For instance, the film opens with Agastya in a space shuttle with a Russian astronaut: Everything – from the cockpit to the controls to the accents to outer space itself – is designed to evoke a sense of colourful staging. Kunder punctures the suspension of disbelief with this disorienting style. This ‘musical’ model was traditionally limited to song picturizations – take Sachi Yeh Kahaani Hai from Kabhi Haan Kabhi Naa, where the entire life-story of a gangster is recreated on stage with props and cartoonish costumes. The first forty minutes of Jaan-E-Mann in Mumbai fortify this style as a playful homage to old-school filming technique: Suhaan’s dream amateurishly plants him into the footage of a 1960s Filmfare Awards ceremony, Suhaan’s flashback is illustrated by a projector literally casting his memories onto the walls of his room, a character in it is told to step aside because he is “blocking the frame,” shots are designed to make us notice that characters are ‘driving’ static cars against a green screen.
The pace is compressed into the rhythm of single-stage play: The same room is elaborately lit and rigged to depict different scenes, with a simple camera pan/tilt used as visual transitions. Songs depict characters’ imaginations – a circus crew and ghazal singers randomly step out of a closet to perform Jaane Ke Jaane Na – materializing in real-time. As a bonus, Salman Khan pokes fun at his own reputation: Suhaan’s college version warns Diya of his violent jealousy, he plays an actor who only wants to be a leading-role superstar, he gets a big break once he takes to bodybuilding…the meta-ness is refreshing even for a pre-Dabangg Khan.

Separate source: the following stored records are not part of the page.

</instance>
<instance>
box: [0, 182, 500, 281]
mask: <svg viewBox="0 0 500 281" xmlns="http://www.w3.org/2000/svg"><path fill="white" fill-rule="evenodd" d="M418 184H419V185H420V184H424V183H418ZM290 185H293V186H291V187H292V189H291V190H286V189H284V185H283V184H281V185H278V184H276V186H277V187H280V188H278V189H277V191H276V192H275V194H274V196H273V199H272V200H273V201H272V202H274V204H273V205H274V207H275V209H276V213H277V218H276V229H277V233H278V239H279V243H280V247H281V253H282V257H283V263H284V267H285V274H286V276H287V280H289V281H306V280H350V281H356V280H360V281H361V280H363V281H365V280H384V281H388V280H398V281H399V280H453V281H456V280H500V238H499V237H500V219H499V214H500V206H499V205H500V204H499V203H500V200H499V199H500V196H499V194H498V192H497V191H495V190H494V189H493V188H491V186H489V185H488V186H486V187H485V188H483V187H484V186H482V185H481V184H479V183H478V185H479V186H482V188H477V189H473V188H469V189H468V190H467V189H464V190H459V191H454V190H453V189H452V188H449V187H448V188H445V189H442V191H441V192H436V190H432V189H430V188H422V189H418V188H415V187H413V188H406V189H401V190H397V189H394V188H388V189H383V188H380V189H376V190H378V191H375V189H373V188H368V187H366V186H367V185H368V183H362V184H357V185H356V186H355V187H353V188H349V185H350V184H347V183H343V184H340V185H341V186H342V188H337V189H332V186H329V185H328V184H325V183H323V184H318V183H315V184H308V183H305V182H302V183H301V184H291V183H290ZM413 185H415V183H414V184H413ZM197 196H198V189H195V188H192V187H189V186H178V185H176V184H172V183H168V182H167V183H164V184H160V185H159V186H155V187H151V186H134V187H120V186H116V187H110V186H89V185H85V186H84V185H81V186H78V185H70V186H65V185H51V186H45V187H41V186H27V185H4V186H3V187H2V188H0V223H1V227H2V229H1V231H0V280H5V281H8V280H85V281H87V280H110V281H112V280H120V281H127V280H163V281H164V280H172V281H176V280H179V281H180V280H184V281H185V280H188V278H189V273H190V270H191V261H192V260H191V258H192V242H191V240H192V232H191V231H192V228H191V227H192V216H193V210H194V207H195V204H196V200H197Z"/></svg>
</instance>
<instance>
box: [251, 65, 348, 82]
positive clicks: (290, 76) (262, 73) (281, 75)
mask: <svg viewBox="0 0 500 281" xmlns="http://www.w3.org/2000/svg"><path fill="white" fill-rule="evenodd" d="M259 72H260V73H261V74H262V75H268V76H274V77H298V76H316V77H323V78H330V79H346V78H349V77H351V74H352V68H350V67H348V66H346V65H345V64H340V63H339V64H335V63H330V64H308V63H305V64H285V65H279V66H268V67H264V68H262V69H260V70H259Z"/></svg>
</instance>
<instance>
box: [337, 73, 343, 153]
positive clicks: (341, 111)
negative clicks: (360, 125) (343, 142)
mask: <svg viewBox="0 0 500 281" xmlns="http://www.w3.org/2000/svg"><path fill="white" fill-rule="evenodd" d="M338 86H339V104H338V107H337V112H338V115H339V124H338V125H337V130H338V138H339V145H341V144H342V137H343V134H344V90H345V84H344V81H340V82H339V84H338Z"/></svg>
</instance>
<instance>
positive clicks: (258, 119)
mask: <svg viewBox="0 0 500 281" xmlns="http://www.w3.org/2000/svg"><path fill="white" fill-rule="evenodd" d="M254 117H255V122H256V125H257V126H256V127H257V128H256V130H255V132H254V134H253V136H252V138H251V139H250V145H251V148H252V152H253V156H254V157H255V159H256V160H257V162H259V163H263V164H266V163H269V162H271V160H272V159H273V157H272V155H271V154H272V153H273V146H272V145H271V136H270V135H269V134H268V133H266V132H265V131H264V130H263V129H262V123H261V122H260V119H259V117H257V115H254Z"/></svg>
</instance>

Salman Khan often oversells the caricature by appearing more like a participant in a school play than an adult in a quasi-musical
The magic realism of Jaan-E-Mann might have appeared too radical to unprepared audiences because of two reasons. Firstly, the film inexplicably abandons its Broadway tone once it reaches New York – Khan still plays the fool (his Elvis getup is jarringly good), but Jaan-E-Mann here becomes the movie it sets out to satirize. The balance between skit and theatre gets skewed. The Kal Ho Naa Ho spoofs from Mumbai (they pray for a farishta and geeky Agastya appears in slow-motion) turn into full-blown imitations: Brooklyn Bridge pining, the ear-piece tutoring, Zinta’s expressions, hero sprinting, even the engagement song. Secondly, Khan often oversells the caricature by appearing more like a participant in a school play than an adult in a quasi-musical: His bizarre accent and emotional scenes blur the line between self-lampooning and a lack of self-awareness.
Om Shanti Om, which released a year later, merely made this inventive treatment a little less uneven and a little more accessible. Yet, I can’t help but imagine that films like Jaan-E-Mann tried to walk so that those like Jagga Jasoos could run. Neither reached the finish line. In the end, it’s a cultural tragedy that generic critical markers like “Where is the story?” and “Is it a comedy or drama?” were applied to films that deconstructed escapism instead of fetishizing it.